Here's a minimal implementation of a symbolic system with custom IRTools pass that does Symbolic{T} <: T https://gist.github.com/MasonProtter/ea7588a191cf1ef388af3f26c0105c53

at the repl:

julia> using .Syms

julia> begin
           f(x::Float64)     = 1 + sin(x)^(1/2)
           g(x::Vector{Int}) = x'x + 2

           x = Sym{Float64}(:x)
           y = Sym{Vector{Int}}(:y)
       end
y::Array{Int64,1}

julia> sym() do 
           f(g(y) + x)
       end
(1 + sin((adjoint(y) * y + 2) + x) ^ 0.5) :: Float64 where {x::Float64, y::Array{Int64,1}}

This could also be implemented in Cassette if the ReflectOn branch ever merges.

shashi commented 4 years ago

Pretty nice! What does argument! do? I should try and play with it more. A good use case is getting qr to work on an array of symbols because it touches a lot of typeof zero(eltype(T)) kind of code, which is the tricky part of tracing.

Is anyone else feeling that we should split out just the symbolic.jl (just the type definitions) file into a SymbolicBase package, and then have the simplification + methods in this package?

This is because if we're going to make this the basis of ModelingToolkit types, then I don't want stuff to keep breaking for Chris & co.

But there's also the issue that a large part of why you'd want a base package is to avoid piracy which would mean that these methods would have to be defined in the Base package.

shashi commented 4 years ago

With the IRTools/Cassette approach we can say that there's a specific entrypoint

using SymbolicBase # just the types
using Symbolics: symrun # this package?
symrun() do
 ... # here + , * etc are defined
end

In other words this is saying: "run something in the symbolic context"

This would make ModelingToolkit code have a bunch of symruns everywhere.

ChrisRackauckas commented 4 years ago

This would make ModelingToolkit code have a bunch of symruns everywhere.

No, because most usage doesn't need tracing. So it wouldn't be all that common.

shashi commented 4 years ago

Oh so you want both a bunch of methods and a tracing context... Yes the default methods could just be limited to Symbolic{Number} as it does now, and the tracing package can be separate.

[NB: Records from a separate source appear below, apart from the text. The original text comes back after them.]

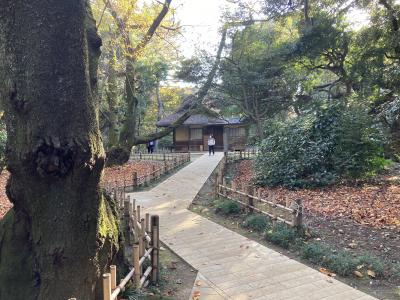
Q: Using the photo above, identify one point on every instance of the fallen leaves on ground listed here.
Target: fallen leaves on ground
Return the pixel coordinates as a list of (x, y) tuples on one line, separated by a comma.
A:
[(376, 205), (112, 175), (124, 174)]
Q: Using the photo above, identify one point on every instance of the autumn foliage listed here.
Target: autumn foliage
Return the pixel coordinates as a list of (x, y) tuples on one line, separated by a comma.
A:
[(377, 205)]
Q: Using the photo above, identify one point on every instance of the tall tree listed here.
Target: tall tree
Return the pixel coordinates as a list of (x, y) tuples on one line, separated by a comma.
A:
[(62, 231)]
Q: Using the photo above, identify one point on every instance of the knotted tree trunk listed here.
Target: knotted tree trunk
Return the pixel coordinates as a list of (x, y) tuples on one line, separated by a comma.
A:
[(61, 232)]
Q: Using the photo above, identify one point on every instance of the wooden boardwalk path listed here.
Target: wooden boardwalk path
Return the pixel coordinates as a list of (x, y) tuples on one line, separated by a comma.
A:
[(230, 265)]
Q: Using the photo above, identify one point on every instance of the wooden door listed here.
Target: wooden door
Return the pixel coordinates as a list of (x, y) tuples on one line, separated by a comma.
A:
[(218, 133)]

Then I don't think we need to worry about splitting this package up right now.

MasonProtter commented 4 years ago

Pretty nice! What does argument! do? I should try and play with it more. A good use case is getting qr to work on an array of symbols because it touches a lot of typeof zero(eltype(T)) kind of code, which is the tricky part of tracing.

Ha ha, I was never sure beyond "mike said this makes sneakyinvoke work" :grin:. I think it just removes the type checking from the IR but I don't actually know.